The corporation is financially self-sustaining. EDC raises funds by charging fees for its services and interest on its loans, as well as issuing debt in capital markets.

EDC operates according to a Corporate Plan approved annually by the federal government, and its Operating Principles dictate that it conducts its business in a manner that is respectful of applicable international agreements to which Canada is a party; is consistent with its Corporate Sustainability Responsibility (CSR) commitments; and ensures the sound financial management of its activities.

In 2011, EDC and BDC (Business Development Bank of Canada) announced the signing of a new protocol to coordinate collaborative efforts between the two Crown corporations to better benefit Canadian businesses.

===Publications===
EDC publishes an online magazine for Canadian Exporters, ExportWise (Exportateurs avertis in French).

===Locations===
In addition to the Ottawa headquarters, EDC operates from 20 regional offices in Toronto, Kitchener, London, Mississauga, Windsor, Vancouver, Calgary, Edmonton, Regina, Saskatoon, Winnipeg, Montreal, Sherbrooke, Brossard, Drummondville, Quebec, Saint-Laurent, Halifax, Moncton, St. John's, Charlottetown; as well as from 21 offices abroad including in; Australia, Brazil, Chile, China, Colombia, Germany, India, Mexico, Peru, South Africa, Singapore, Turkey, the UAE, the United Kingdom and the United States.

===Executive team===
As of March 2023
- Mairead Lavery - President and CEO
- Carl Burlock - EVP and Chief Business Officer
- Lorraine Audsley - SVP and Chief Sustainability Officer
- Jacques Chamberland - SVP and Chief Transformation Officer
- Guillermo Freire - SVP, Mid-Market
- Sven List - SVP, Corporate and International
- Sameer Madhok - SVP, Chief Internal Auditor and Senior Officer for Internal Disclosure
- Dan Mancuso - SVP, Special Advisor
- Scott Moore - SVP, Finance and Chief Financial Officer
- Julie Pottier - SVP, Small Business, Partnerships and Head of Insurance
- Liette Vigneault - SVP, People and Culture
- Todd Winterhalt - SVP, Communications and Corporate Strategy

==Services==
EDC provides trade credit insurance and export financial services, bonding products and small business solutions to Canadian exporters and investors and their international buyers. EDC also supports Canadian direct investment abroad and investment into Canada. Much of its business is done in partnership with other financial institutions and through collaboration with the government of Canada.

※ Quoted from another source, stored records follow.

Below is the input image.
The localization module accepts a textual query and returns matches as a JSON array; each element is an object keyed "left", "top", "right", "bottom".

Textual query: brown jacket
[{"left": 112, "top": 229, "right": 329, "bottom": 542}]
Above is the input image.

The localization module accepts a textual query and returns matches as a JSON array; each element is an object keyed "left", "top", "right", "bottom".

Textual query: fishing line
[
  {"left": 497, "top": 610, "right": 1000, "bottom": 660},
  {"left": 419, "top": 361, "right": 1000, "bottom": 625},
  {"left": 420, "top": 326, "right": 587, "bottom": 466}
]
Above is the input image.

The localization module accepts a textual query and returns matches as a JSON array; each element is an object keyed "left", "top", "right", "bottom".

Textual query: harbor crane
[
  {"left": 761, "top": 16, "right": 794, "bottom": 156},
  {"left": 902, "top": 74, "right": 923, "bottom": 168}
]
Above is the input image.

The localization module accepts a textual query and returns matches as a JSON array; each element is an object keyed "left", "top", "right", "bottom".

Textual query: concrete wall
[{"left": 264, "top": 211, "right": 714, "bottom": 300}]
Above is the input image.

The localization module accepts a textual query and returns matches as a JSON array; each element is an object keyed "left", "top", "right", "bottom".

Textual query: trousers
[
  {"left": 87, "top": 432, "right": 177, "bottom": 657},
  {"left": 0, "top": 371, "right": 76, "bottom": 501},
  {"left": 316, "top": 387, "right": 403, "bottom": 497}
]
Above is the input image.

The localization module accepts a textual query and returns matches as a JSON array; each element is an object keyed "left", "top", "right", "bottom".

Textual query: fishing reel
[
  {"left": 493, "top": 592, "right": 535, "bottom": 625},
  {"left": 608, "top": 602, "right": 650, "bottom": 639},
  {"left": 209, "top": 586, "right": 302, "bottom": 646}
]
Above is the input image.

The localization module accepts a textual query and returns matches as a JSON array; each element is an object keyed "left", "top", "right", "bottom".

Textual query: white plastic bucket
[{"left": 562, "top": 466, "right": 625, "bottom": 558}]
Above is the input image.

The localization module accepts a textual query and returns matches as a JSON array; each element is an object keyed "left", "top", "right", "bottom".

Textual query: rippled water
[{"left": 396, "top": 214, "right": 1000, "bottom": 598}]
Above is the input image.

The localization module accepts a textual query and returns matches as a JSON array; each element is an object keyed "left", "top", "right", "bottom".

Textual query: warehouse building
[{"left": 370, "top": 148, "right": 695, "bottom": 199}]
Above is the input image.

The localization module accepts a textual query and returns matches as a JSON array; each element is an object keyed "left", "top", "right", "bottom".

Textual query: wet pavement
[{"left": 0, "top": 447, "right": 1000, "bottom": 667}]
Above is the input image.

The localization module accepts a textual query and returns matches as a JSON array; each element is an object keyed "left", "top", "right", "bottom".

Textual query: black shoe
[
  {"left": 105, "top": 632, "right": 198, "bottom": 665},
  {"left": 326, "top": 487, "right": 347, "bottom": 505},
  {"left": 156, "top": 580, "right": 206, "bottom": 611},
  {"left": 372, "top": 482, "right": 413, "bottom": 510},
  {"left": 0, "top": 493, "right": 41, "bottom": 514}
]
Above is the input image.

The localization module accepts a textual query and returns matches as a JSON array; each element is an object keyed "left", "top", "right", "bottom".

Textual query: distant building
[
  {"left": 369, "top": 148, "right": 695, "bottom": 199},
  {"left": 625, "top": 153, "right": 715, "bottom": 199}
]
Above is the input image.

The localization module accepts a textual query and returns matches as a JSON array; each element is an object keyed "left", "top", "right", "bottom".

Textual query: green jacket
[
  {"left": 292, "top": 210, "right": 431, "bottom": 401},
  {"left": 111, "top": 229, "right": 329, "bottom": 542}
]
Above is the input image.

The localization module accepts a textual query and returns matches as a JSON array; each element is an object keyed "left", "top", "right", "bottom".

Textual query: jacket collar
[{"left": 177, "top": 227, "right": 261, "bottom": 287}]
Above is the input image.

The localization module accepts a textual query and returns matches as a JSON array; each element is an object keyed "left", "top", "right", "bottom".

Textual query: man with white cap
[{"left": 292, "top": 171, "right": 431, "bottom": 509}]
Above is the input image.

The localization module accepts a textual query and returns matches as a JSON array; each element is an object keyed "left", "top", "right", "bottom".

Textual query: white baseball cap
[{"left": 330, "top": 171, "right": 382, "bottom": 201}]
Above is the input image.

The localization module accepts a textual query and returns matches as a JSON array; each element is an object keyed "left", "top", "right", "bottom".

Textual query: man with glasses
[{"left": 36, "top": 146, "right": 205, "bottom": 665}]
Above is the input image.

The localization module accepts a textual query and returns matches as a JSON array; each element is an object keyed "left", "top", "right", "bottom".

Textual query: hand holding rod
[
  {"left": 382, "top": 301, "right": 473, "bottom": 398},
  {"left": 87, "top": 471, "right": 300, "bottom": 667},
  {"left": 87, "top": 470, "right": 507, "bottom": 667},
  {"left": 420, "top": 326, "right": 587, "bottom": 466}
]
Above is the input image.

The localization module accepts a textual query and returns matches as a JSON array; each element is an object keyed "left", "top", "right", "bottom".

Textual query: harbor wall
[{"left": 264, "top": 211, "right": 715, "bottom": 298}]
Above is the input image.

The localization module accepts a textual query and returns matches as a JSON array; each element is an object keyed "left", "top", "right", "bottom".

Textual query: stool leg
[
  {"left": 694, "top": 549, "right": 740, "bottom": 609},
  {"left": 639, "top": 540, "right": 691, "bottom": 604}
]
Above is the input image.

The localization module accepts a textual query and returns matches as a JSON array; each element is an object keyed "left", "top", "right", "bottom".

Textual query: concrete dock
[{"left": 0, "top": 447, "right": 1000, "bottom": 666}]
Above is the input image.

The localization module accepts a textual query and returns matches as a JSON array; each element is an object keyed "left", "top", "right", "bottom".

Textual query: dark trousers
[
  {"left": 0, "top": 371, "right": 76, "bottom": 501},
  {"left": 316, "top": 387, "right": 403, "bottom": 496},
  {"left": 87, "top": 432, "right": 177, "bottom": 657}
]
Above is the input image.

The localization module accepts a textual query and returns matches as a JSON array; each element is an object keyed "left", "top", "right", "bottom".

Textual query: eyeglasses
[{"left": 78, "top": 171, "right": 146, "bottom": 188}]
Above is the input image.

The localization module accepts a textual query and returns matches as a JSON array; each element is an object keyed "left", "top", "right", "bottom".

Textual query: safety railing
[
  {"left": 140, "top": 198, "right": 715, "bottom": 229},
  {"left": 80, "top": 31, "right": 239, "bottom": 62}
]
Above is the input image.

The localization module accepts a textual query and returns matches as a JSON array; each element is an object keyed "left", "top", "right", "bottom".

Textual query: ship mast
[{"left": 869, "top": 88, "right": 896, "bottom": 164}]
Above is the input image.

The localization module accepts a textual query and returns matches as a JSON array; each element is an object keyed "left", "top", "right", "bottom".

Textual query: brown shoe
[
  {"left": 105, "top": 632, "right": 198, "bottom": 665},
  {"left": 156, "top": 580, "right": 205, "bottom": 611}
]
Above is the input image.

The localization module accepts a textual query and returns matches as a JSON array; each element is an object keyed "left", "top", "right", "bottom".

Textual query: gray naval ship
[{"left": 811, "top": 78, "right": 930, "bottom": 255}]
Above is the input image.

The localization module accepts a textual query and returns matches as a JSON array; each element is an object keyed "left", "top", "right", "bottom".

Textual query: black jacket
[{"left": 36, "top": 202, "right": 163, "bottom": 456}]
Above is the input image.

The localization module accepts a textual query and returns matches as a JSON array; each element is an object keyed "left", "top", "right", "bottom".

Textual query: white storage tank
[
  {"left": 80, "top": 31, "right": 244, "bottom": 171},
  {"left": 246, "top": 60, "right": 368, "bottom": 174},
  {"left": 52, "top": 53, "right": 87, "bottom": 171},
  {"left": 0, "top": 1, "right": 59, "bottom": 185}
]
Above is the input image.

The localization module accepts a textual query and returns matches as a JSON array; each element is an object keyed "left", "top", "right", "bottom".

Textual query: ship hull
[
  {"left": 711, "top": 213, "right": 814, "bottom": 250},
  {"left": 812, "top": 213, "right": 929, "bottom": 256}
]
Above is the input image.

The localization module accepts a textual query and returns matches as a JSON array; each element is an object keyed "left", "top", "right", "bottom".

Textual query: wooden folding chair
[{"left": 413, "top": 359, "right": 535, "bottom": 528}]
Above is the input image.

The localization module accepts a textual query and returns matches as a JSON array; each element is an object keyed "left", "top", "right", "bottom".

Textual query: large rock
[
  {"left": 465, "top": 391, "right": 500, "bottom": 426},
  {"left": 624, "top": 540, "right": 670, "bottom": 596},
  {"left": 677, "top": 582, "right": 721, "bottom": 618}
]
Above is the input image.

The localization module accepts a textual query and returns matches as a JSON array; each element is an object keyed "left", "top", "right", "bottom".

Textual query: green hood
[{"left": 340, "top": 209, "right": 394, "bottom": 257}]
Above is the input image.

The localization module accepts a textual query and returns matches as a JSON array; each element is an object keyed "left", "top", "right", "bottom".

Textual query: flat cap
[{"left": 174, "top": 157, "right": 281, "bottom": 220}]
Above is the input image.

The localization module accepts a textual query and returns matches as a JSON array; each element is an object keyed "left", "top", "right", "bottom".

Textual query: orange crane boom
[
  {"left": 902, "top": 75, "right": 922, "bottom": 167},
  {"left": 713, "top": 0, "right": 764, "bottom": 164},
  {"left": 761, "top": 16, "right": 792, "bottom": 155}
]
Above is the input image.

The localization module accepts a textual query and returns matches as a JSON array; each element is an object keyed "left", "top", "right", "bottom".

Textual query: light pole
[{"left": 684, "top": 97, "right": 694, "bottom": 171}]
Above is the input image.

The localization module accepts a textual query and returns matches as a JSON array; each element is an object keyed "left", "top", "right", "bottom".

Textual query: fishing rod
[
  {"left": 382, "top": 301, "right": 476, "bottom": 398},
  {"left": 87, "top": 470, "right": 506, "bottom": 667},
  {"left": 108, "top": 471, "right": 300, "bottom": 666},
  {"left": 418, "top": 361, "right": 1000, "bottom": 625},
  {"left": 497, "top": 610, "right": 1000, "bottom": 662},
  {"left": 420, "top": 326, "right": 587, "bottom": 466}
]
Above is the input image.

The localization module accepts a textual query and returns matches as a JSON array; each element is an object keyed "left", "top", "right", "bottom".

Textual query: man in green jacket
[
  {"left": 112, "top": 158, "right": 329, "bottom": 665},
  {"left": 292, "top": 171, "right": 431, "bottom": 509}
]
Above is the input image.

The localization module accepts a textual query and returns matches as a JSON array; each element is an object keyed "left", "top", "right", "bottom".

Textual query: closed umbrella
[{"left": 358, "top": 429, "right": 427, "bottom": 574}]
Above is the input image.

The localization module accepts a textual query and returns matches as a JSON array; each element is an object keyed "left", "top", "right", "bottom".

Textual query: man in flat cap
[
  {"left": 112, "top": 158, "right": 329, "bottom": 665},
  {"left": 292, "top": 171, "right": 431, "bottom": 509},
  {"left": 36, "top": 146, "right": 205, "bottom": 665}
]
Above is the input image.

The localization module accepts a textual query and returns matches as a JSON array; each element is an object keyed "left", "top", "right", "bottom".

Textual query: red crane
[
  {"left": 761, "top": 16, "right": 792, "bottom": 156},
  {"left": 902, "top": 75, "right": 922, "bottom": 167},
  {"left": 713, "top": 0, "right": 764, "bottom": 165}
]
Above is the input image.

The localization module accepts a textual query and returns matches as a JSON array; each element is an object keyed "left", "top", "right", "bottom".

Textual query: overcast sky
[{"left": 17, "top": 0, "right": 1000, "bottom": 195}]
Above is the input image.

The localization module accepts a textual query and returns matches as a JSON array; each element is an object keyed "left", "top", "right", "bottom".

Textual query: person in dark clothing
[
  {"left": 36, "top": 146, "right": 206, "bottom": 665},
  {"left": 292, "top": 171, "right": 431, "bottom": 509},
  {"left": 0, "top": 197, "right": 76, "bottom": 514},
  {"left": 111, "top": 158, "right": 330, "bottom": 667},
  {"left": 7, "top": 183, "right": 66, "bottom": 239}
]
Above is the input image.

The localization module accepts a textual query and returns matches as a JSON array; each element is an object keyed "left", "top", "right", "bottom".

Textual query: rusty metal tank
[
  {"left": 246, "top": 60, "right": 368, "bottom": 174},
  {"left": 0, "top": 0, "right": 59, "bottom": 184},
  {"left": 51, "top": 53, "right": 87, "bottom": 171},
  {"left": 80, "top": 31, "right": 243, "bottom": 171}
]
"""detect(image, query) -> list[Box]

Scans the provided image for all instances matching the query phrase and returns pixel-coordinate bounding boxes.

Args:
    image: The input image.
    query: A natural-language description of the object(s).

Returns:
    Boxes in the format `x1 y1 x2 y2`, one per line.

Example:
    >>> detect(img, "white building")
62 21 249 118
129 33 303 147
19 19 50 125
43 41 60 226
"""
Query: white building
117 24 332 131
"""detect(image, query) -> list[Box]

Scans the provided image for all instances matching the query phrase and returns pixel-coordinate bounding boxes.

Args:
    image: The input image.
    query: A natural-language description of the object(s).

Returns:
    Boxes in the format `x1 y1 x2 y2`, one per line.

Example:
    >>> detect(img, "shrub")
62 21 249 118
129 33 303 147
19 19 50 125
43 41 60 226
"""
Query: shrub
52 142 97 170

EDC offers services for companies wanting to grow their business internationally, secure financing, invest or get financing, or other ends.

==Governance==
EDC is governed by a board of directors composed of representatives primarily from the private sector. The Board's responsibility is to supervise the direction and management of EDC. The Board reports to Parliament through the Minister for International Trade. Board members are appointed by the Government of Canada.

===Board of directors===
As of March 2023
- Abdelmessih, V. (Chair)
- Boivin, P.
- Culbert, H.
- Gupta, K.
- MacWilliam, K.
- Matuszewski, P.
- McLeese, R.
- Payette, R.
- Sharma, M.
- Stairs Krishnappa, A.
- Yuers, K.

==Sustainability and programs==
Corporate Sustainability and Responsibility is an operating principle at EDC, and it has a partnership with CARE Canada.

It has a youth education program, with the "International Business Scholarships." EDC awards up to 30 scholarships annually, 25 of which go to undergraduate university or college students interested in international business, with up to 5 additional scholarships for students in programs which combine business with environmental or sustainability studies. An EDC scholarship is worth a $4,000 cash award.

==Events by EDC==
EDC participates in a number of events, both their own hosted and partnered events.

EDC events include "Lets Talk Exports." Each spring, EDC's vice-president and chief economist travels across Canada to share his view on the global economy. There is also the "Global Export Forecast", by EDC's vice-president and chief economist, produced twice per year in April and October.